Defile took up a pretty large part of the not-so-large platform by the frozen throne, each person in the raid also had to be ready to react to it being case especially since it didn't always follow the same pattern with respect to the valkyrs, there was a lot of healing to be thrown around in addition to the boss having relatively tight timers especially when you consider healer mana as a sort of enrage timer. Deathwing's spine is pretty narrow, and if everyone ends up on the same time he scares the crap out of people by telling them he's about to roll, jumping on the tendon asap is extremely important. Getting the numbers out for spine are incredibly important, which lead to some class stacking for the world firsts.
Those are often considered some of the hardest encounters in the game, spine being the hardest I've had the fortune to have access to and complete while it was considered "current," heroic ragnaros is one I reached but didn't beat that fits the bill pretty nicely. However the question here is how can we bring this into being related to the topics discussed in previous weeks. How do we look at encounter design and try to find a solution to the normal vs heroic problem. Let's ignore the Dev time consideration for this simply because I'm not really familiar with how much dev time goes into these sorts of things and how much additional time would need to be considered.
Usually it's adding onto the encounter that really makes the difference between heroic and normal, but it's also often a modification of normal mode mechanics to varying degrees. So lets look at taking a sample normal mode from before the days of heroic modes and imagine the sorts of things that we can do to increase difficulty without the addition of mechanics.
1) Increase spread range of splashing attacks. It makes your placement extremely important. I'm including things like frost tombs picking 6 instead of 5 like hagara.
2) Jack up all the numbers. Make the core parts of the game (dealing damage and healing specifically) more difficult strictly with numbers. Tanks get the same numbers thing but in an entirely different manner. I'm including enrage timers here.
3) More frequent use of abilities. Imagine if Nef used crackle every 5% instead of every 10% not technically a new mechanic but it would ramp up the difficulty even if the numbers were tuned right. Also consider timing of abilities. Modifying when bosses throw out certain spells could really rough up a raid. Imagine a dragon boss breath attack followed closely by a cleave followed closely by a tank related special abilitiy. Far more dangerous that the cooldown mashing behaviour most bosses seem to have these days.
Most of these types of changes are really uninteresting and should really be applied as necessary to specific fights to make them feel right. After that though you really need to mess with mechanics, for a variety of reasons the foremost of which is really give players a new encounter instead of a ramped up normal mode (sidenote: if blizz or anyone else reads this doing the exact same fight on normal and heroic with just different numbers is *not* very fun).

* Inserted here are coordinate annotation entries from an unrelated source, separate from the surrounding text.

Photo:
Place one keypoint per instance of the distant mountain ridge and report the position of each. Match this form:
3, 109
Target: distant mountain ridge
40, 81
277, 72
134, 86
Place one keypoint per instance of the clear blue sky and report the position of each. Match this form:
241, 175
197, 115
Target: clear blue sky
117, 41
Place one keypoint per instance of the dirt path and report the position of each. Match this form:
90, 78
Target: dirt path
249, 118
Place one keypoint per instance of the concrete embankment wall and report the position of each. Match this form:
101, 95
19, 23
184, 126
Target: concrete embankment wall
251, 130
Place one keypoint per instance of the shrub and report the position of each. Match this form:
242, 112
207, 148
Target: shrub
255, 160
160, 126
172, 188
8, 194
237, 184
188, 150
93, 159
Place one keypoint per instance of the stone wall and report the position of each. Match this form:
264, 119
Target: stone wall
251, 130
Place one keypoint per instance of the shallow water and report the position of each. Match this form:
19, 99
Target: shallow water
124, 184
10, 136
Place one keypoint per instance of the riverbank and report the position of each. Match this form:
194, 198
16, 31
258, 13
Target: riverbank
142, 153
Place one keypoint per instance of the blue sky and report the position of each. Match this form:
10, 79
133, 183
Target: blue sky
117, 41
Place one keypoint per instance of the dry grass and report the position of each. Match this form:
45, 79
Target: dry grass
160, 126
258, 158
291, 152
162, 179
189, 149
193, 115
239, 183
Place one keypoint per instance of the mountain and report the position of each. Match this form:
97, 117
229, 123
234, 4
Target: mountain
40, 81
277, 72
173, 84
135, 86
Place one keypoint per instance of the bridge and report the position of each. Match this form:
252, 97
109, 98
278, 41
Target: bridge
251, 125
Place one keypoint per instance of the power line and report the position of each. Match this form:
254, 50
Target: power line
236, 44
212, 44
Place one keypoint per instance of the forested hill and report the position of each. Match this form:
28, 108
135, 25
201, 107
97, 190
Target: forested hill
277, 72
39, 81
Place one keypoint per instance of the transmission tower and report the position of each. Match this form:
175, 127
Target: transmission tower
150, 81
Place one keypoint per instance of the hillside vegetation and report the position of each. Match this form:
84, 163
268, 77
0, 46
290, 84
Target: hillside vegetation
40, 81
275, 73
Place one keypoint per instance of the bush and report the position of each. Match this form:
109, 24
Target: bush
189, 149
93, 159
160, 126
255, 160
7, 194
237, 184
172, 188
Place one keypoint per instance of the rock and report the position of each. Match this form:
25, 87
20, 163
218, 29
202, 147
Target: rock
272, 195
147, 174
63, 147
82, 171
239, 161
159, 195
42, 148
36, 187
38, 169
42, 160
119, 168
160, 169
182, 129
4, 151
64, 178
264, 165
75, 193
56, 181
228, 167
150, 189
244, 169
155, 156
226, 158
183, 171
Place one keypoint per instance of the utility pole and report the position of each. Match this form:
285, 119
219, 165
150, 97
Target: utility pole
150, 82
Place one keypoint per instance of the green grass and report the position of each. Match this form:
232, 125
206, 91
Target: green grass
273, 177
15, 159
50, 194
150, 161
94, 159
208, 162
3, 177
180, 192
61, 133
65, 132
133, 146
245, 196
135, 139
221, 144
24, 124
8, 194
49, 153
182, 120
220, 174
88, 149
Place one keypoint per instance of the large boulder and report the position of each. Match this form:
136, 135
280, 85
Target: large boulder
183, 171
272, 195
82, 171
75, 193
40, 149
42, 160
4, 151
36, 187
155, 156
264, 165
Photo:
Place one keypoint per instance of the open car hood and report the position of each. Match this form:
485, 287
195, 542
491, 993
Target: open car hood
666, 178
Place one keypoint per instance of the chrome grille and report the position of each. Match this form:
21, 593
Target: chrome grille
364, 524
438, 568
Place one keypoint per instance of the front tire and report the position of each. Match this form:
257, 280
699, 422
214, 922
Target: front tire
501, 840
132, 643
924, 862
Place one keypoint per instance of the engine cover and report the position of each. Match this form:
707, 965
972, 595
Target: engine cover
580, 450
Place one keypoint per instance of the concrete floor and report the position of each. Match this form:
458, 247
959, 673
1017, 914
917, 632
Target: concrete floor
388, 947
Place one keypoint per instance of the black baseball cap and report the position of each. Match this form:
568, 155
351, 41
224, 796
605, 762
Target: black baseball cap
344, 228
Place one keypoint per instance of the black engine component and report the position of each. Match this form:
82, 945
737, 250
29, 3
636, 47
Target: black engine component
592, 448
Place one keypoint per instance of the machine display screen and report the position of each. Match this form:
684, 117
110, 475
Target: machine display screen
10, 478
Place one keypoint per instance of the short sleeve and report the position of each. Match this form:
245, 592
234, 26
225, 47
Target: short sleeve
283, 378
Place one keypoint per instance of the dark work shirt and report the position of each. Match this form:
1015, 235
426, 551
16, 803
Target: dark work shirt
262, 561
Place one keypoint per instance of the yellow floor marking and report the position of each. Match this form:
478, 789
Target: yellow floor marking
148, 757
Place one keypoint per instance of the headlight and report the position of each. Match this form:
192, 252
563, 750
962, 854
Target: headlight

So lets look at mechanic changes. You can add, modify or subtract mechanics from bosses to change them. Many abilities you should just let stand as they are and tweak some of the previously mentioned metrics. It also feels really strange to remove a mechanic from the heroic mode without a really good reason for doing so (such as redesigning the fight in it's entirety). Which leaves the majority of hard mode fights being rehashes of normal modes or normal modes that got new mechanics that drastically changes the fight.
I'll likely continue this later in the week instead of waiting until next weekend since I am technically late this week, though I'm going to claim asylum under Canada day holiday. It's a complicated topic and am always excited to hear feedback.